The Defense Department slammed the door on service academy athletes seeking to jump straight to professional sports after school, announcing May 1 that no further waivers of the two-year active-duty service commitment would be offered.

Great move, said the majority of the participants in our MilitaryTimes.com poll and on social media: These athletes have received an elite education for free and have agreed to serve their nation in leadership positions. Taxpayers didn't fund their schooling so they could try to land a spot on an NFL roster as a backup wide receiver or a seldom-used special-teamer. Or both.

Not-so-great move, said a minority, who see the participation of such elite athletes in pro sports as a bonus for recruitment efforts, as a talking point to entice top-flight athletic talent into service-academy football programs, or even, perhaps, as a small way to bridge the ever-widening military-civilian cultural divide.

There is little in the way of compromise or civic discourse between these two positions. You're either a sports-saturated nitwit willing to put athletics over country, or you're a totalitarian zealot who won't consider the possible large-scale benefits of bending the rules for a small handful of future officers. This leads to predictable back-and-forth debates in comment threads until readers get bored and return to more productive, reasoned areas of discussion. Like politics.

But finally, thanks to this recent DoD announcement, there is some common ground on which all sides of this issue can stand. And it stems from the absolutely indefensible timing of the announcement itself.

The NFL draft is the most anticipated annual transition between college and professional athletics. Postseason contests in other pro sports don't get near the ratings of cable networks airing highlights of fifth-round draft choices and scrolling six different brands of selection information across the lower third of the screen for hours, even days, on end.

Service academy players are drafted rarely: Three this millennium, two since 2009. But a half-dozen or so academy seniors, thanks to relatively new rules allowing changes to their service commitments, held out some hope that, even if they didn't hear their name over the three-day draft that ended April 29, they might have a shot at pursuing an NFL dream.

That meant months of workouts and preparation to top off a lifetime of football dedication, on top of the requirements of completing their academy education.

But the day the draft began, Air Force players were notified that the service would not grant their requests to defer the active-duty requirement. What appeared to be a harsh and ill-timed move by one service turned out to be a precursor to a harsh and ill-timed move by the Defense Department.

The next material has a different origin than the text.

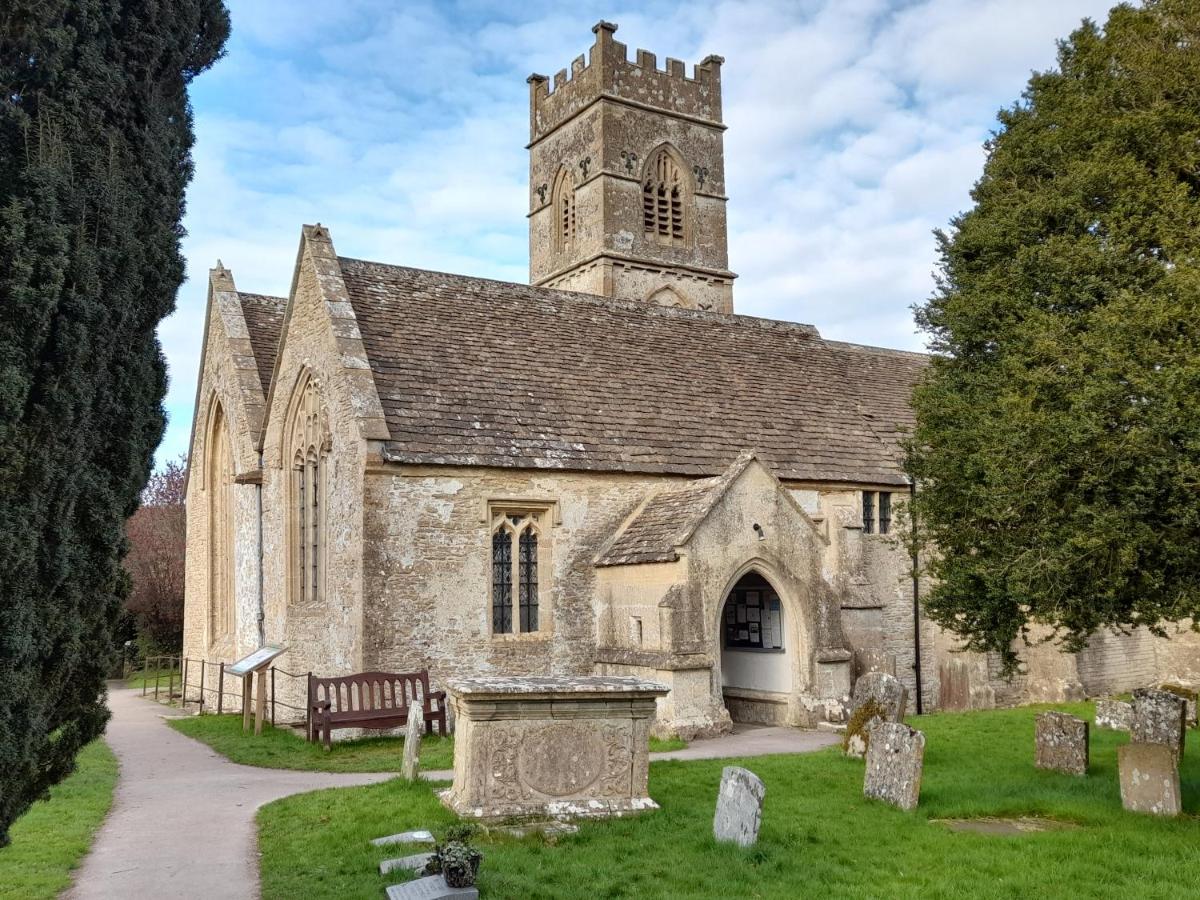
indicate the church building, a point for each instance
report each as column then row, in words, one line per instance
column 606, row 471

It's difficult to let the underlying facts of the academy-to-pro argument go. After all, while these student-athletes were preparing for 40-yard dashes, their classmates, ostensibly, were preparing to lead men and women into combat.

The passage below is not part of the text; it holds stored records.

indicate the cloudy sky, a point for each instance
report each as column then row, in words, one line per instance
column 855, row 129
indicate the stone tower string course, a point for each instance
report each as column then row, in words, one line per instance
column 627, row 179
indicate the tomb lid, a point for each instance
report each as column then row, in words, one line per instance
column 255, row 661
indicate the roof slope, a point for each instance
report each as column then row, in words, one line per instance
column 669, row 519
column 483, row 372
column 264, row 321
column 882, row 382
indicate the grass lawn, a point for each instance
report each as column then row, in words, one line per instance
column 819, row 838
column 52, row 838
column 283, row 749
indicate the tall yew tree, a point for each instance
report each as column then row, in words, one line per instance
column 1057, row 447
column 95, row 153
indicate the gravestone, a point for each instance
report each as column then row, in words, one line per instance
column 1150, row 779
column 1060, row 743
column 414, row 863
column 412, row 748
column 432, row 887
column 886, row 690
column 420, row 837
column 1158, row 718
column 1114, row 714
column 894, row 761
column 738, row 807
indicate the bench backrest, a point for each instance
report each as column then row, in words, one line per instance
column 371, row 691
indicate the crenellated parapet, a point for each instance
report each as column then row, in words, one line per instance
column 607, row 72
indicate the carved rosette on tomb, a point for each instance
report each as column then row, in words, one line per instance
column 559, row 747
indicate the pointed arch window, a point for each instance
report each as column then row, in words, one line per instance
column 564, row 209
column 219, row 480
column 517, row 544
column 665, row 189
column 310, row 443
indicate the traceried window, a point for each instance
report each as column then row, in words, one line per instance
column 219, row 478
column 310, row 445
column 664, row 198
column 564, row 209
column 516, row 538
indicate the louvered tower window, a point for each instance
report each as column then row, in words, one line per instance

But the handful of football players at the heart of this issue enrolled at the academies when early exits to the pros weren't on the table – it was an opportunity that came to them through a bit of luck and through their extraordinary on-field performance representing their respective schools.

And at the very last moment, it was taken away by the Defense Department, which chose to make a point on the backs of the student-athletes rather than wait a few weeks or months, or simply announce that the new ruling didn't apply to this year's graduates.

Is the incoming officer class in such dire need of these half-dozen or so student-athletes that it couldn't function without their immediate active-duty presence? Was the end of this policy so meaningful to the mission of the academies, so critical to the institutional relevance of these revered stations of higher learning, that the players had to be screwed over at the worst possible moment, in the most public fashion this side of a two-star general handing a note to NFL Commissioner Roger Goodell at the podium?

Those questions have easy answers. And while concerns about academy service commitments, or even the role of big-time sports at the schools, are worthy of debate, that back-and-forth is letting DoD off the hook for this picture-perfect example of poor timing.

Sports-saturated nitwits and totalitarian zealots, unite: DoD fumbled this, badly, and the larger issues of sports and service shouldn't distract from that mistake.